James Blake. Come siamo arrivati qui?, “Death of Love”

Un sample da You Want It Darker di Leonard Cohen, la partecipazione del London Welsh Men’s Choir, una classica drum programming trap e un falsetto limpidissimo danno vita a Death of Love, il nuovo singolo di James Blake.

Soul e gospel si scontrano con la concretezza di un beat minimale, in una commistione ben equilibrata di spirituale e corporeo: la voce di Blake – libera da effetti sonori in questa versione live – lamenta con pathos la fine dell’amore, mentre un synth punteggiato e irregolare apre e chiude il brano, trasmettendo quello che suona come un messaggio in codice Morse. Il senso del testo non potrebbe essere più chiaro: in un’epoca di incertezza, l’arte di bilanciare intimità e solitudine è diventata dominio di pochi e l’amore (quello per il bene, di qualsiasi natura esso sia) è in procinto di scomparire.

Il video del brano – diretto dal duo creativo Harrison & Adair – insiste sugli stessi nuclei semantici: Blake si aggira cantando fra gli uomini del London Welsh Men’s Choir vestiti in completo, all’interno di un ufficio semi-spoglio, illuminato da fredde luci al neon come quelli che abbiamo visto in Severance, e lo fa con arrendevolezza, quasi in modo svogliato.
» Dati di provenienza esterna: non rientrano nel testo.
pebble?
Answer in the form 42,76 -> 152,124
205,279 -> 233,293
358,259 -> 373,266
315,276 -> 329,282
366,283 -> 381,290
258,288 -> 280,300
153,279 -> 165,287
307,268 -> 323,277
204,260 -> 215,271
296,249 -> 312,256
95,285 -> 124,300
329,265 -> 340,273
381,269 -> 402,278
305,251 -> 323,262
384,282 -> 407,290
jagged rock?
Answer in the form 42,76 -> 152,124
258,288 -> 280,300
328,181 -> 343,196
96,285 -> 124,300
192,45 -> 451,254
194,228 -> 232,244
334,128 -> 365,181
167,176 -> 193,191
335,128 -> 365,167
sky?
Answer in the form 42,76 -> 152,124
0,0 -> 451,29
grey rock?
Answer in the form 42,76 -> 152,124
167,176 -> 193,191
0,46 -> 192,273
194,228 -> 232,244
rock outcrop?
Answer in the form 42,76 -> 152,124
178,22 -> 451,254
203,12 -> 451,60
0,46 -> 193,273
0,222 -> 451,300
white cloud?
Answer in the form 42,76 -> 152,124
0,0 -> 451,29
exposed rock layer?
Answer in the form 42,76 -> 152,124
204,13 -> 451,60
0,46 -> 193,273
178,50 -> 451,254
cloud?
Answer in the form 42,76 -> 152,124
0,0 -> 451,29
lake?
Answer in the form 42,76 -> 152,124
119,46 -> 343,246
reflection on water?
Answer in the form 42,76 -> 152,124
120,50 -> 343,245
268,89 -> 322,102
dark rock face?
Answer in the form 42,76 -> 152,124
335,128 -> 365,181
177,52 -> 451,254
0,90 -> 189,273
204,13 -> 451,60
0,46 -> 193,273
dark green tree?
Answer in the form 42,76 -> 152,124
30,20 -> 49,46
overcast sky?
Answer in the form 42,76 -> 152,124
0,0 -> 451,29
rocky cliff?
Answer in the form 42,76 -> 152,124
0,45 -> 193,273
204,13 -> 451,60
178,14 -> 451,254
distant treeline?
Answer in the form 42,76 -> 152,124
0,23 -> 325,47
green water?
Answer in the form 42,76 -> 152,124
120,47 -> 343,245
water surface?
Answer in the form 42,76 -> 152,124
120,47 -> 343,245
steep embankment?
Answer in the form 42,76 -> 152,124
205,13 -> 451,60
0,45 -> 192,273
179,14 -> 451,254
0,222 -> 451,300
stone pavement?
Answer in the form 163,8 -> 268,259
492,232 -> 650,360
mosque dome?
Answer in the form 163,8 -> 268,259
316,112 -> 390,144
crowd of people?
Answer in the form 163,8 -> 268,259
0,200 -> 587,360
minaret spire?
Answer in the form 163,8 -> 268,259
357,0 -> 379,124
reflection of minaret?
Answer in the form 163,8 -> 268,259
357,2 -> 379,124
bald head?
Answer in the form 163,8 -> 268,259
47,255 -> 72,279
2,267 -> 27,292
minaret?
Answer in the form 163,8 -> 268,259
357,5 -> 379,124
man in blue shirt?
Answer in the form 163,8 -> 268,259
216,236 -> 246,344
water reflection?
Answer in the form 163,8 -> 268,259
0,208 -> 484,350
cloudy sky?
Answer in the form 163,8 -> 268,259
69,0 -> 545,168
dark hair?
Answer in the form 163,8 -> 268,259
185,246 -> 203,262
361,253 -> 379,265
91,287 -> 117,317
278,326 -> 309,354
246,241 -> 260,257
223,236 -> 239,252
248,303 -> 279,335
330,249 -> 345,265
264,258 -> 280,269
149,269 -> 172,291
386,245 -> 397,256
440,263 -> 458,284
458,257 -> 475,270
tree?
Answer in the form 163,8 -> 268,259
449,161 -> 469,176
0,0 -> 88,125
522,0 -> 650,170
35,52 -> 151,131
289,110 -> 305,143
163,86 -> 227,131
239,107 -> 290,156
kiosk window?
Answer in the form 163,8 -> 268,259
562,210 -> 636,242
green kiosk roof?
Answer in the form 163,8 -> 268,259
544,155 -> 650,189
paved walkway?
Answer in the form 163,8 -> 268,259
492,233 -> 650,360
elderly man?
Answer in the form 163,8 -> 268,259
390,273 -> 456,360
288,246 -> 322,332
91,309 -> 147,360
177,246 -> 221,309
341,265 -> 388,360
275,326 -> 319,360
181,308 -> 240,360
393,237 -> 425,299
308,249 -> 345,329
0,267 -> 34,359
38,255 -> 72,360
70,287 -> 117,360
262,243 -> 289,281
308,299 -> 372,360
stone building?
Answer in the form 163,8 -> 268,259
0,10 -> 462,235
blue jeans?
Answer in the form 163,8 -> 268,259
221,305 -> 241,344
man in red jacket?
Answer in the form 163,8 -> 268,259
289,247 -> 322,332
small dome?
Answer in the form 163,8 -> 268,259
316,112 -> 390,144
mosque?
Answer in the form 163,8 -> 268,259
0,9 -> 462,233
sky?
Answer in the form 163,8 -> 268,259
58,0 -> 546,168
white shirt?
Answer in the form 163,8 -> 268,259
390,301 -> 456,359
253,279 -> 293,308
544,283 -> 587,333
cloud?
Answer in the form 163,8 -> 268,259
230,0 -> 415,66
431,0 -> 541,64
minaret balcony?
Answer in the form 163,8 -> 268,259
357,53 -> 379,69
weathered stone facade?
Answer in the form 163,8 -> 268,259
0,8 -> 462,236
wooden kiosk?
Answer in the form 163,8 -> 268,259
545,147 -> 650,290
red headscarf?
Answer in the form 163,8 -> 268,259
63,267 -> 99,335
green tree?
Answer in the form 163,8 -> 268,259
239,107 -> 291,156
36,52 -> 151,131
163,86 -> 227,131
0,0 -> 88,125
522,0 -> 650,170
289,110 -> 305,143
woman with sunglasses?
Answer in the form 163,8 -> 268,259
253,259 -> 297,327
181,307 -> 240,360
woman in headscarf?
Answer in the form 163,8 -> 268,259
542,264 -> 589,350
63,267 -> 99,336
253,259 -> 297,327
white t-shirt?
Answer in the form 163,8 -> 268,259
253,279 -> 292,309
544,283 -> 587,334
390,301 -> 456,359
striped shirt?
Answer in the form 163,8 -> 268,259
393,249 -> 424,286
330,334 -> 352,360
Tutti gli altri uomini sono disposti in cerchi da sei o sette persone – che ricordano tanto la preghiera quanto l’emarginazione – e fissano il vuoto con espressioni disilluse e una postura affranta.

Death of Love farà parte del nuovo album di James Blake, Trying Times, la cui uscita è prevista per il 13 marzo via Good Boy Records/Virgin Music Group.